Corporate Mental Health – Time for Change?

frustrated young business man working on laptop computer at office-1

An estimated 15% of the world’s working population experiences a mental disorder at any given time according to the Global Health Data Exchange. The stark human and economic costs associated with poor mental health are starting to become a focus for business leaders and investors.

There is no doubt employers are losing billions of dollars because employees sadly are less productive, off sick or leaving work all together. A universal challenge for companies is how to support and nurture a workforce to protect its mental health. As we hopefully settle into the aftermath of the Covid-19 crisis which swept across the globe, there must surely be a greater level of urgency by businesses to act to address the growing mental health issues their colleagues and businesses are facing.

A combination of remote working, social isolation, quarantine, bereavement, and the pending recessions are having have unprecedented mental health consequence. This is a unique time to address workplace mental health.

Financial Cost of Mental Health Challenges

With the support of Chronos Sustainability, and an Expert Advisory Panel including Paul Farmer (of the charity Mind), Lord Dennis Stevenson, the Principles for Responsible Investment and others, London-based CCLA Investment Management (CCLA) has spent the past two years building and refining a set of assessment criteria. In Q1 2022, they used these criteria to evaluate and score the 100 largest UK-listed companies with more than 10,000 employees on their public disclosures. On 26 May 2022, the CCLA Corporate Mental Health Benchmark UK 100 was launched. Last week, the CCLA Corporate Mental Health Benchmark Global 100 was launched.

The CCLA Corporate Mental Health Benchmarks are the culmination of sustained collaboration with workplace mental health experts, data providers, charities, and UK-listed and global companies. CCLA advocate that successful companies safeguard staff mental health because in doing so they also safeguard their economic success.

Few would disagree that companies have a moral duty to provide their workers with a psychologically safe place of work. Despite increasingly frequent discussion in everyday life, one of the biggest obstacles to good workforce mental health is a reluctance to talk about it. Stigma around mental ill-health is real, and it persists. There is a wealth of evidence to suggest that one of the major triggers of mental ill health is stress, frequently caused by an individual’s working conditions.

The financial ramifications for employers are profound. An estimated 17 billion productive working days are lost every year globally to depression and anxiety alone, at a cost of nearly US $ 1 trillion. Mental health is unquestionably a business risk that should be managed, employers have a moral and ethical duty not to cause psychological injury, and that they must, therefore, endeavour to address these issues.

Are Companies Acting?

Findings from CCLA’s recent Global 100 report illustrate strong recognition of the issues but a noticeable lack of action. 90% of companies recognise workplace mental health as an important business concern. Yet less than half have formalised their commitments to mental health in a policy statement. Almost one in three global companies has committed to removing the stigma associated with mental health. But few global leaders are championing the issue. Global companies are investing in mental health programmes and initiatives, yet reporting on the uptake of these is rare. There would appear to be no shortage of metal health initiatives and interventions, yet many global companies lack effective governance and management processes to sustain action on workplace mental health.
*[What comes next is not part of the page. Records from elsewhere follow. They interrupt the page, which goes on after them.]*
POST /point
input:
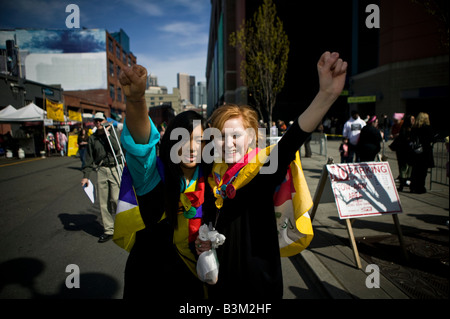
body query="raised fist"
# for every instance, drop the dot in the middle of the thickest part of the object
(134, 82)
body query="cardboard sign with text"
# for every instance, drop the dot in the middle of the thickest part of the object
(364, 189)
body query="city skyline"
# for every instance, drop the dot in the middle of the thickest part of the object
(167, 37)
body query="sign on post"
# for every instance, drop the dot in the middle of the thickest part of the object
(364, 189)
(360, 190)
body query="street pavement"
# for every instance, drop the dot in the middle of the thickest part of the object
(424, 224)
(47, 223)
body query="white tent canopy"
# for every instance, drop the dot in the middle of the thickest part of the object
(7, 110)
(28, 113)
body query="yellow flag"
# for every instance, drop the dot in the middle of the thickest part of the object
(72, 147)
(75, 116)
(55, 111)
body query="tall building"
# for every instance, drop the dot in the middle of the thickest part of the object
(308, 29)
(400, 67)
(409, 72)
(84, 62)
(183, 84)
(200, 95)
(152, 80)
(186, 85)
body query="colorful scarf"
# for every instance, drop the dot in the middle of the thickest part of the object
(189, 216)
(129, 221)
(292, 199)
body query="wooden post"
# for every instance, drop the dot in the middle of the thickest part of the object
(400, 236)
(320, 188)
(351, 236)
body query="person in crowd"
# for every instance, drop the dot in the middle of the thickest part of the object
(82, 141)
(250, 265)
(100, 157)
(343, 150)
(62, 141)
(369, 140)
(422, 157)
(398, 122)
(385, 125)
(307, 144)
(401, 146)
(281, 127)
(352, 130)
(170, 193)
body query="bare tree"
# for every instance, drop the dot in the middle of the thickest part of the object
(265, 48)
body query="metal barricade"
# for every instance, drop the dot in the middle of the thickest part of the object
(318, 144)
(439, 173)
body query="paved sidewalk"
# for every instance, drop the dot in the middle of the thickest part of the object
(426, 234)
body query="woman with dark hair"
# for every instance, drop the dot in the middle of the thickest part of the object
(401, 147)
(170, 192)
(421, 134)
(369, 141)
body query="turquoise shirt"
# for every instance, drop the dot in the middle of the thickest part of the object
(141, 160)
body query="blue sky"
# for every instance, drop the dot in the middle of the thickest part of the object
(166, 36)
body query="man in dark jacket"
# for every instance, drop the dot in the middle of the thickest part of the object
(100, 157)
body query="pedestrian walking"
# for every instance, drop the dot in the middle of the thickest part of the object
(352, 130)
(343, 150)
(249, 260)
(401, 146)
(82, 141)
(62, 143)
(101, 158)
(170, 192)
(369, 140)
(421, 152)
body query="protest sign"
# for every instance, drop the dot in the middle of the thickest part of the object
(364, 189)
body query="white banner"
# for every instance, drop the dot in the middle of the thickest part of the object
(364, 189)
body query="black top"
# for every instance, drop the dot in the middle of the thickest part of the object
(369, 143)
(154, 270)
(99, 152)
(250, 265)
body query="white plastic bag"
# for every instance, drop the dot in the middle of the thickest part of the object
(207, 264)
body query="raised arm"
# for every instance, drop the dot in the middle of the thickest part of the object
(133, 80)
(332, 71)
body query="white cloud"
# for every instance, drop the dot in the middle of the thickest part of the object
(186, 33)
(166, 69)
(147, 7)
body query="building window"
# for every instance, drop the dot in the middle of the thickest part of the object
(118, 52)
(110, 45)
(119, 94)
(111, 68)
(112, 91)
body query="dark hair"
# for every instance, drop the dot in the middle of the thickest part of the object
(173, 174)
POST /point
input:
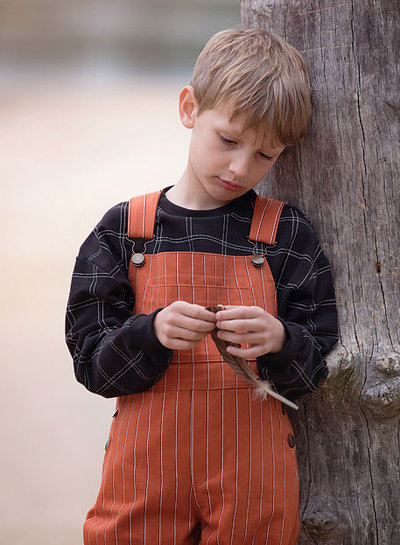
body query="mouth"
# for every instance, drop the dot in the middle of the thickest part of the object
(230, 186)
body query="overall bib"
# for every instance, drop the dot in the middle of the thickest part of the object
(198, 450)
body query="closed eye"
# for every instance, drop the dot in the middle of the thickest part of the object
(264, 156)
(225, 139)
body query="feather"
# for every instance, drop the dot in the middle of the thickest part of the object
(240, 366)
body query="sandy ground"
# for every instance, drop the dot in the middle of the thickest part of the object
(68, 153)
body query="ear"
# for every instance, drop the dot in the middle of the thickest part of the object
(188, 107)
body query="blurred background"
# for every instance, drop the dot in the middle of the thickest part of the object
(88, 118)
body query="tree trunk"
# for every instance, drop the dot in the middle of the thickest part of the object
(344, 175)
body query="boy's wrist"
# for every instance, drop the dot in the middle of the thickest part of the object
(280, 338)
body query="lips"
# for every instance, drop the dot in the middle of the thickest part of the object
(230, 186)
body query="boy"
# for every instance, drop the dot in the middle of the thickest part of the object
(191, 449)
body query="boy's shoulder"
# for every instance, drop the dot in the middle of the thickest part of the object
(294, 224)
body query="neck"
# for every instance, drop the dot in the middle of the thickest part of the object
(188, 194)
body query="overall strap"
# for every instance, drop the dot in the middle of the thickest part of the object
(142, 214)
(265, 220)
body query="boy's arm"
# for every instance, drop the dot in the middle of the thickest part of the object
(307, 310)
(114, 352)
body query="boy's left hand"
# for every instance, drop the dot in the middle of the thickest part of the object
(252, 326)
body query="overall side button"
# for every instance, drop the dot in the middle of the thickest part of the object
(258, 260)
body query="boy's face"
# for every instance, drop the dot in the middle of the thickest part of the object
(224, 161)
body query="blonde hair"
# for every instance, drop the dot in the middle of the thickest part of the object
(262, 77)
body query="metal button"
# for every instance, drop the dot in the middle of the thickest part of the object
(138, 260)
(258, 260)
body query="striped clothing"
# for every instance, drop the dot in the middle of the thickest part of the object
(116, 353)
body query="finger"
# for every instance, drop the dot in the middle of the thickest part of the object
(239, 312)
(196, 311)
(193, 324)
(177, 332)
(181, 344)
(241, 338)
(239, 325)
(246, 353)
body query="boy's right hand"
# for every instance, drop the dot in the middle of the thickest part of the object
(182, 325)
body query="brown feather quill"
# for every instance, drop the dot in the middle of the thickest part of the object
(240, 366)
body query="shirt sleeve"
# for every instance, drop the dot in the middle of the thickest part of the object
(306, 308)
(114, 352)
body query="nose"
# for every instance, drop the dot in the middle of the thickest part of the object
(240, 164)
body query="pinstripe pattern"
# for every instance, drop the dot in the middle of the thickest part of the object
(100, 327)
(198, 448)
(265, 220)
CCLA, and others, advocate that companies should publish a mental health policy statement and make clear the governance and management processes in place to ensure it is implemented. Objectives and targets should be set to improve workplace mental health with regular reporting on progress.

Trusted by more than 70 of the world’s top financial institutions, Bitvore provides the precision intelligence capabilities top firms need to counter risks and drive efficiencies with power of data-driven decision making. Investors are increasingly building out their own ESG and Sustainability research, analysis and risk control functions to dive deeper into the types of insights our processes uncover. A recent "mental health" query within our ESG social topics showed a marked increase in relevant insights over the last six months. Over the last three months there has been an increase in insights highlighting potential ESG and financial risks.


One example is mental healthcare providers with Kaiser Permanente are demanding changes to their workflow to facilitate better patient care. Kaiser mental health therapists in northern California and the Central Valley are now entering week 9 of an open-ended strike to win adequate access to mental healthcare for the 4.6 million Kaiser Permanente members they serve, having recently overwhelmingly voted to turn down the giant HMO’s latest contract offer.

The Kaiser clinicians and the National Union of Healthcare Workers have been waging a 12-year-long struggle to get the giant healthcare corporation to provide the same level of care for mental health as it does for medical services. Their efforts have brought results. Kaiser has been fined by state regulators for denying members timely access to care, and the state legislature passed Senate Bill 221, which requires health insurers to provide mental health therapy appointments within 10 business days unless the treating therapist determines a longer wait will not harm the patient’s health. But while SB 221 took effect July 1, Kaiser allegedly continues to make patients wait months for therapy sessions.